Turks Fruit is nog steeds een van de beste boeken die ik ooit heb gelezen. In een van de kritieken op Benedetta las ik zoiets als: ‘Whatever je tegenwoordig ook denkt van Turks Fruit…’ Zo van: het boek en de film zijn fout met de blik van nu. Dat vind ik stupide. Je kunt ongelukkig zijn met het verleden, maar je kunt het niet ontkennen. Wat Wolkers heeft geschreven is namelijk wáár. Er is niet veel aan verzonnen. Olga is gebaseerd op twee vrouwen uit zijn leven: Annemarie, zijn tweede vrouw, en een andere vrouw. De meeste scènes die hij beschrijft zijn waargebeurd. Lees het maar na in zijn biografie; daarin blijkt het allemaal nog een graadje ‘erger’ te zijn geweest. Ik snap ook niet zo goed waarom het boek en de film door sommige mensen opeens als ‘fout’ worden bestempeld. Mensen doen wel ergere dingen, toch? Ik ben echt tegen de nieuwe preutsheid. De male gaze is er natuurlijk, als je op een ‘lekkere’ manier naar vrouwen kijkt, maar darwinistisch gezien is die male gaze wel noodzakelijk. Als mannen niet meer op die manier naar vrouwen kijken, komen er ook geen baby’s meer en is het gedaan met onze soort. Dat verhaal hoor je alleen niet. De biologie is uit het debat verdwenen. Mensen willen niet erkennen dat we niets meer zijn dan vergevorderde apen.”

Film

“Wat de tien beste films zijn die ooit zijn gemaakt? Dat vind ik moeilijk om te zeggen.
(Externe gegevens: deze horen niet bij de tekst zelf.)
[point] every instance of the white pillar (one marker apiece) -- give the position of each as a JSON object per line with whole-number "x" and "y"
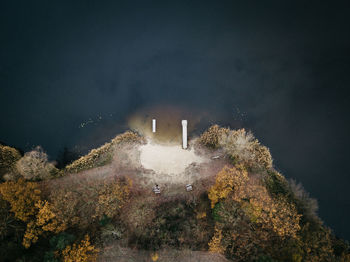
{"x": 153, "y": 125}
{"x": 184, "y": 134}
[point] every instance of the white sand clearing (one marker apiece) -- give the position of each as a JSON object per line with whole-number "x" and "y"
{"x": 167, "y": 159}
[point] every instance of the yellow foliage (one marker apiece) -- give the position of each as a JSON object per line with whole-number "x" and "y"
{"x": 227, "y": 180}
{"x": 8, "y": 158}
{"x": 22, "y": 197}
{"x": 83, "y": 252}
{"x": 244, "y": 147}
{"x": 46, "y": 218}
{"x": 31, "y": 235}
{"x": 154, "y": 257}
{"x": 45, "y": 221}
{"x": 212, "y": 136}
{"x": 112, "y": 197}
{"x": 215, "y": 243}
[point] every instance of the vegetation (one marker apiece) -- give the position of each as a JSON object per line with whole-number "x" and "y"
{"x": 250, "y": 212}
{"x": 103, "y": 154}
{"x": 8, "y": 158}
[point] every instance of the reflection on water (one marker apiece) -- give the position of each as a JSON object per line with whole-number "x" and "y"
{"x": 168, "y": 125}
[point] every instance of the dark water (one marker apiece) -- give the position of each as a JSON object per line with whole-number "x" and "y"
{"x": 72, "y": 74}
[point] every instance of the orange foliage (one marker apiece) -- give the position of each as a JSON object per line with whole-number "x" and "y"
{"x": 227, "y": 180}
{"x": 45, "y": 221}
{"x": 211, "y": 137}
{"x": 46, "y": 218}
{"x": 82, "y": 252}
{"x": 22, "y": 197}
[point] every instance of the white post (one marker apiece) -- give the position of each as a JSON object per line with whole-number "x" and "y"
{"x": 184, "y": 134}
{"x": 153, "y": 125}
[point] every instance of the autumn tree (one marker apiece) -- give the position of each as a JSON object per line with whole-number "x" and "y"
{"x": 212, "y": 136}
{"x": 242, "y": 146}
{"x": 34, "y": 165}
{"x": 82, "y": 252}
{"x": 226, "y": 181}
{"x": 8, "y": 158}
{"x": 248, "y": 218}
{"x": 112, "y": 197}
{"x": 22, "y": 197}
Laat ik een poging wagen, niet per se in deze volgorde: La dolce vitaSome Like it Hot, de beste komedie aller tijden, Touch of Evil, de beste B-film aller tijden, Lawrence of ArabiaJules et JimBen-Hur, maar dan alleen de scène met de wagenrennen, Sunset BoulevardVertigo en North by Northwest. Die hebben de tand des tijds doorstaan. Van de laatste tien jaar beklijven Dolor y gloria van Almodóvar en Once Upon a Time in Hollywood van Tarantino. Ik vond die laatste film zo geestig. Ik geloof niet dat ik de laatste jaren harder heb gelachen om een film. Aan het eind denk je: nu worden Sharon Tate en haar vrienden afgemaakt, maar dan gebeurt er iets totaal anders. Ik lag echt dubbel. Brad Pitt is ook zo goed als hij in zijn auto langs de zonnige boulevards van Los Angeles rijdt en dan dat liftende meisje oppikt. De sfeer van de jaren zestig is echt goed gevat: een beetje zoals ik het zelf meemaakte toen ik voor het eerst in Amerika kwam. 
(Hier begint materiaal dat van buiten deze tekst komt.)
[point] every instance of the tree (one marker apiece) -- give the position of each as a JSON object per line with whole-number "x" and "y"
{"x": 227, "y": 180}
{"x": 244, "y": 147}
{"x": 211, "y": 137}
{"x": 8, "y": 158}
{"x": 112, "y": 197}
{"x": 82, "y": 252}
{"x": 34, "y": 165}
Brimstone vond ik ook heel interessant. Martin Koolhoven is niet iemand die continu met scenaristen werkt, zoals ik altijd heb gedaan. Ik geloof dat hij het liefst alles zelf wil verzinnen, maar in zijn geval werkt dat goed. Hij maakt ook een heel leuk programma over films waar ik graag naar kijk: De kijk van Koolhoven, waarvan binnenkort weer een nieuw seizoen verschijnt. Dick Maas vind ik ook goed, als we het over Nederlandse regisseurs hebben. Ik heb erg moeten lachen om Flodder en om Moordwijven. In die laatste film komt een huurmoordenaar aan op Schiphol, klaar om de mannen van de moordwijven te killen, maar hij is nog niet het airportgebouw uitgelopen of hij wordt, BANG!, door een bus platgereden. Echt prima.”